Pro tip: every step in the tree should be unambiguous and testable in staging. If it says “check logs,” it should specify the query.

Wire telemetry to rollout automation (so rollbacks aren’t heroics)

If your playbook says “rollback if error rate >1%,” make that a controller’s job.

Argo Rollouts with Prometheus analysis

# Analysis: fail canary on error-rate or p99 regression
apiVersion: argoproj.io/v1alpha1
kind: AnalysisTemplate
metadata:
  name: checkout-canary
spec:
  metrics:
  - name: error-rate
    interval: 1m
    count: 5
    successCondition: result[0] < 0.01
    failureLimit: 1
    provider:
      prometheus:
        address: http://prometheus.monitoring.svc:9090
        query: sum(rate(http_server_requests_seconds_count{service="checkout",status=~"5.."}[1m]))
          / sum(rate(http_server_requests_seconds_count{service="checkout"}[1m]))
  - name: p99-latency
    interval: 1m
    count: 5
    successCondition: result[0] < 0.4
    failureLimit: 1
    provider:
      prometheus:
        address: http://prometheus.monitoring.svc:9090
        query: histogram_quantile(0.99, sum(rate(http_server_request_duration_seconds_bucket{service="checkout"}[1m])) by (le))
---
apiVersion: argoproj.io/v1alpha1
kind: Rollout
metadata:
  name: checkout
spec:
  strategy:
    canary:
      steps:
      - setWeight: 10
      - pause: {duration: 60}
      - analysis:
          templates:
          - templateName: checkout-canary
      - setWeight: 50
      - pause: {duration: 120}
      - analysis:
          templates:
          - templateName: checkout-canary
      - setWeight: 100

Flagger offers similar automation if you’re more AppMesh/Istio-centric.

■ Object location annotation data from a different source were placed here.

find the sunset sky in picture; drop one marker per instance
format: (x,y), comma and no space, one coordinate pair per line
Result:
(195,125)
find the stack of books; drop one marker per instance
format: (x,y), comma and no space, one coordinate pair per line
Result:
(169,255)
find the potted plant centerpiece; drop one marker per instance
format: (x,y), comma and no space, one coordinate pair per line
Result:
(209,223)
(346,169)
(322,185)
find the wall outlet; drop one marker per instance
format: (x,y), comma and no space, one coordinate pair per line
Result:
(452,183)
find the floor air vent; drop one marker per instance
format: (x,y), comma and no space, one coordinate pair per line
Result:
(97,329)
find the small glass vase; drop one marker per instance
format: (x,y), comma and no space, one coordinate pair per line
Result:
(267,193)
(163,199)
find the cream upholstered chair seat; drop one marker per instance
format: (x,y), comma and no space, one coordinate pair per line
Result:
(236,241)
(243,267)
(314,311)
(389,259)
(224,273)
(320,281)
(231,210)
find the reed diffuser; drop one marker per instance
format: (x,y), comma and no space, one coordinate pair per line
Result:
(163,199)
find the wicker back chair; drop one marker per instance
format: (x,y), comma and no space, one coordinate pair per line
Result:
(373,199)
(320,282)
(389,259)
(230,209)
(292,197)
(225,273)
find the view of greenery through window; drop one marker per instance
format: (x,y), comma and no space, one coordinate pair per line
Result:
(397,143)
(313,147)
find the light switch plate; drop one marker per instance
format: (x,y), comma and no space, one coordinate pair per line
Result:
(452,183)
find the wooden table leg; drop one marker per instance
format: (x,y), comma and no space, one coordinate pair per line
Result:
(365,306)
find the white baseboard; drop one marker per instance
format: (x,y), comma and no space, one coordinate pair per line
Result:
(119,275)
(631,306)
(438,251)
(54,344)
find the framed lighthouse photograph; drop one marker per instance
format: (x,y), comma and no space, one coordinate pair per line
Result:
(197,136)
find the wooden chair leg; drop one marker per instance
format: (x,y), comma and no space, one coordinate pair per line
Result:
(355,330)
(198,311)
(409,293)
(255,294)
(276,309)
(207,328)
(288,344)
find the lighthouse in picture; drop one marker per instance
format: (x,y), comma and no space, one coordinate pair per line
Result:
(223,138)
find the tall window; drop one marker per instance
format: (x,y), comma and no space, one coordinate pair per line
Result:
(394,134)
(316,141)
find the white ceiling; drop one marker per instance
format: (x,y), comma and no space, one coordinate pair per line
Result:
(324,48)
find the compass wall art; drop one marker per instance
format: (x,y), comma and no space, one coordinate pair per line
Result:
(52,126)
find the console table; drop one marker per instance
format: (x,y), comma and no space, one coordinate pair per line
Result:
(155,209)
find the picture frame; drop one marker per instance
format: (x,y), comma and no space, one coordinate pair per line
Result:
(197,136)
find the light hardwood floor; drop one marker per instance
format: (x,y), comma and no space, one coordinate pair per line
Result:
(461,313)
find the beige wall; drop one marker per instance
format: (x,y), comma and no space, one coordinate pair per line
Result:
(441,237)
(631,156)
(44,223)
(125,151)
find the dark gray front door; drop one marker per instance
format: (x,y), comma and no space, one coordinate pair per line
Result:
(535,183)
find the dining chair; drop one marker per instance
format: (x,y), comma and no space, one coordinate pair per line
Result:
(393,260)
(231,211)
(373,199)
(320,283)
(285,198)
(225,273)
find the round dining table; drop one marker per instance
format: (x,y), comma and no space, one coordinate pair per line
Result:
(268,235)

Catch dependency failures early with circuit breakers:

# Istio: outlier detection + connection pool limits
apiVersion: networking.istio.io/v1beta1
kind: DestinationRule
metadata:
  name: payments-dr
spec:
  host: payments
  trafficPolicy:
    outlierDetection:
      consecutive5xxErrors: 5
      interval: 5s
      baseEjectionTime: 30s
      maxEjectionPercent: 50
    connectionPool:
      http:
        http1MaxPendingRequests: 1000
        maxRequestsPerConnection: 100

Now your playbook step “degrade on payments 5xx” is a toggle, not a midnight YAML edit.

Triage that scales across teams (routing, ownership, and chatops)

Your on-call shouldn’t guess who owns payments-proxy-v2. Route alerts by service and team labels. Use a service catalog (Backstage) as the source of truth.

# Backstage catalog: ownership + links to dashboards/runbooks
apiVersion: backstage.io/v1alpha1
kind: Component
metadata:
  name: checkout
  annotations:
    grafana/dashboard-url: https://grafana.company.com/d/checkout
    ops.playbook/url: https://git.company.com/runbooks/checkout
spec:
  type: service
  owner: team-checkout
  lifecycle: production

Alertmanager does the boring but critical routing:

route:
  receiver: pagerduty
  group_by: ['service','team']
  routes:
  - matchers:
    - service="checkout"
    receiver: pd-checkout
receivers:
- name: pd-checkout
  pagerduty_configs:
  - routing_key: <secret>
    severity: '{{ .CommonLabels.severity | default "error" }}'

Standardize the incident ladder (SEV-1 to SEV-4) and automate the boilerplate:

Slack war room creation with pinned links (Grafana, runbook, rollout)
PagerDuty or Opsgenie for paging, Jira/ServiceNow ticket creation
Single command to pull the right dashboard: !checkout dashboard

# PagerDuty event with playbook + dashboard links
curl -X POST https://events.pagerduty.com/v2/enqueue \
  -H 'Content-Type: application/json' \
  -d '{
    "routing_key": "PD_ROUTING_KEY",
    "event_action": "trigger",
    "payload": {
      "summary": "Checkout p99 latency regression",
      "severity": "critical",
      "source": "prometheus",
      "custom_details": {
        "playbook": "https://gitplumbers.dev/runbooks/checkout#latency"
      }
    },
    "links": [{"href":"https://grafana.company.com/d/checkout"}]
  }'

If your org spans multiple time zones and teams, this wiring is the difference between a clean handoff and chaos.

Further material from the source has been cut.